ICE (Tucker Smith): "Great daddy-o!"

RIFF: "Look, Tony, I never asked the time of day from a clock but I'm asking you, come to the dance tonight. I already told the gang you'd be there. If you don't show I'll be marked lousy."
TONY (Richard Beymer): "What time?"
RIFF: "Ten."
TONY: "Ten it is."
RIFF: "Womb to tomb!"
TONY: "Birth to Earth. And I'll live to regret this."
RIFF: "Who knows? Maybe what you been waitin' on will be twitchin' at the dance tonight."

MARIA (Natalie Wood): "My brother is a silly watchdog!"
BERNARDO: "Ah, my sister is a precious jewel!"
ANITA (Rita Moreno): "What am I, cut glass?"

JETS: "Dear kindly Sgt. Krupke, ya gotta understand. It's just our bringin' upke that gets us outa hand. Our mothers all are junkies, our fathers all are drunks. Golly Moses, naturally we're punks! Gee, Officer Krupke, we're very upset. We never had the love that every child oughta get. We ain't no delinquents, we're misunderstood. Deep down inside us there is good."

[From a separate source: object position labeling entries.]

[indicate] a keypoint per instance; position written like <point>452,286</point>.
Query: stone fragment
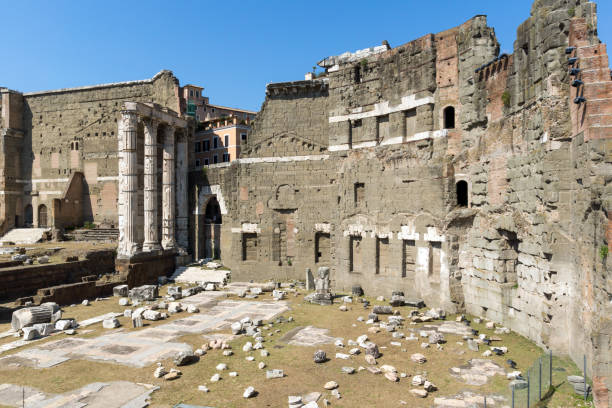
<point>372,350</point>
<point>45,313</point>
<point>330,385</point>
<point>111,323</point>
<point>320,356</point>
<point>175,307</point>
<point>236,328</point>
<point>418,358</point>
<point>185,358</point>
<point>382,309</point>
<point>348,370</point>
<point>275,373</point>
<point>472,345</point>
<point>518,384</point>
<point>175,292</point>
<point>374,370</point>
<point>121,291</point>
<point>65,324</point>
<point>159,372</point>
<point>249,392</point>
<point>143,293</point>
<point>435,338</point>
<point>152,315</point>
<point>419,393</point>
<point>30,333</point>
<point>397,300</point>
<point>44,329</point>
<point>172,375</point>
<point>391,376</point>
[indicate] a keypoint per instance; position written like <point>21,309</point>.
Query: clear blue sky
<point>232,49</point>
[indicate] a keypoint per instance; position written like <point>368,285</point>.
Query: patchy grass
<point>302,374</point>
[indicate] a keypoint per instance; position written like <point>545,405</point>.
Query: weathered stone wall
<point>359,170</point>
<point>27,280</point>
<point>75,130</point>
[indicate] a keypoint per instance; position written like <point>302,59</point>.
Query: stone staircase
<point>24,236</point>
<point>195,274</point>
<point>95,234</point>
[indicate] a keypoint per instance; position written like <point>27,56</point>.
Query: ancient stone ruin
<point>437,171</point>
<point>475,181</point>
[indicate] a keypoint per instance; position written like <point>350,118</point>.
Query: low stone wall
<point>26,280</point>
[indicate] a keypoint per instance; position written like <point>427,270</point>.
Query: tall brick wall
<point>380,197</point>
<point>75,130</point>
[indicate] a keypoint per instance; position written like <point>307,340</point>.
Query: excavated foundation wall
<point>473,180</point>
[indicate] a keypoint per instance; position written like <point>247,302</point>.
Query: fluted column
<point>151,242</point>
<point>182,217</point>
<point>168,198</point>
<point>128,184</point>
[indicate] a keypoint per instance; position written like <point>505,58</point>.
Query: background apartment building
<point>220,130</point>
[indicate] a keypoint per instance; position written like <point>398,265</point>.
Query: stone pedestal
<point>322,293</point>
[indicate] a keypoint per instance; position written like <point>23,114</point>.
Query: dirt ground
<point>302,375</point>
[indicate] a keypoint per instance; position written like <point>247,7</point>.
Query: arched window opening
<point>462,193</point>
<point>42,216</point>
<point>449,117</point>
<point>28,216</point>
<point>213,212</point>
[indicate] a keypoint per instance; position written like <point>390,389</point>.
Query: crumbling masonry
<point>479,182</point>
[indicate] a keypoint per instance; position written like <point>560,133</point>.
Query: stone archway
<point>42,216</point>
<point>28,216</point>
<point>212,229</point>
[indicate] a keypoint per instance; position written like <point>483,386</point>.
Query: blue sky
<point>231,49</point>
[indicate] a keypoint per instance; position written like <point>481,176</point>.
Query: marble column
<point>128,184</point>
<point>182,208</point>
<point>168,197</point>
<point>151,238</point>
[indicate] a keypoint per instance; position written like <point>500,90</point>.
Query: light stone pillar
<point>128,185</point>
<point>168,198</point>
<point>151,242</point>
<point>182,207</point>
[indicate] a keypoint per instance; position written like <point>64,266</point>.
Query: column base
<point>151,247</point>
<point>169,245</point>
<point>129,250</point>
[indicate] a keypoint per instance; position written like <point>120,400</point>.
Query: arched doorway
<point>449,117</point>
<point>42,216</point>
<point>212,229</point>
<point>462,193</point>
<point>28,216</point>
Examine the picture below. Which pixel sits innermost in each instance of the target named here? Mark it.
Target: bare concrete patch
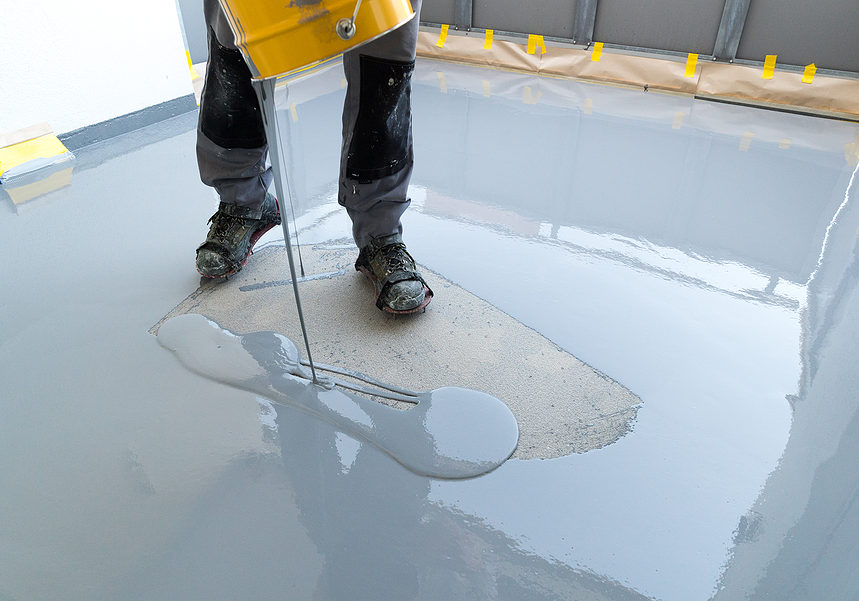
(562, 405)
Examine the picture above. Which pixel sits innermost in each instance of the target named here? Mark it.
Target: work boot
(399, 286)
(233, 232)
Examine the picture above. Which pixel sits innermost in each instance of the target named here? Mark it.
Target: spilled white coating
(450, 432)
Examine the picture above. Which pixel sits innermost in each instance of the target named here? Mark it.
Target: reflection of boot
(399, 286)
(233, 232)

SHARK WOMEN: "Here you are free and you have pride."
SHARK MEN: "Long as you stay on your own side."
SHARK WOMEN: "Free to be anything you choose."
SHARK MEN: "Free to wait tables and shine shoes."

BERNARDO: "I think I go back to San Juan."
ANITA: "I know a boat you can get on."
BERNARDO: "Everyone there will give big cheer!"
ANITA: "Everyone there will have moved here."

ICE: "Don't get hot, cause, man, you got some high times ahead. Take it slow and Daddy-o, you can live it up and die in bed. Boy, boy, crazy boy, keep cool boy."

MARIA: "All of you! You all killed him! And my brother, and Riff. Not with bullets, or guns, with hate. Well now I can kill, too, because now I have hate!"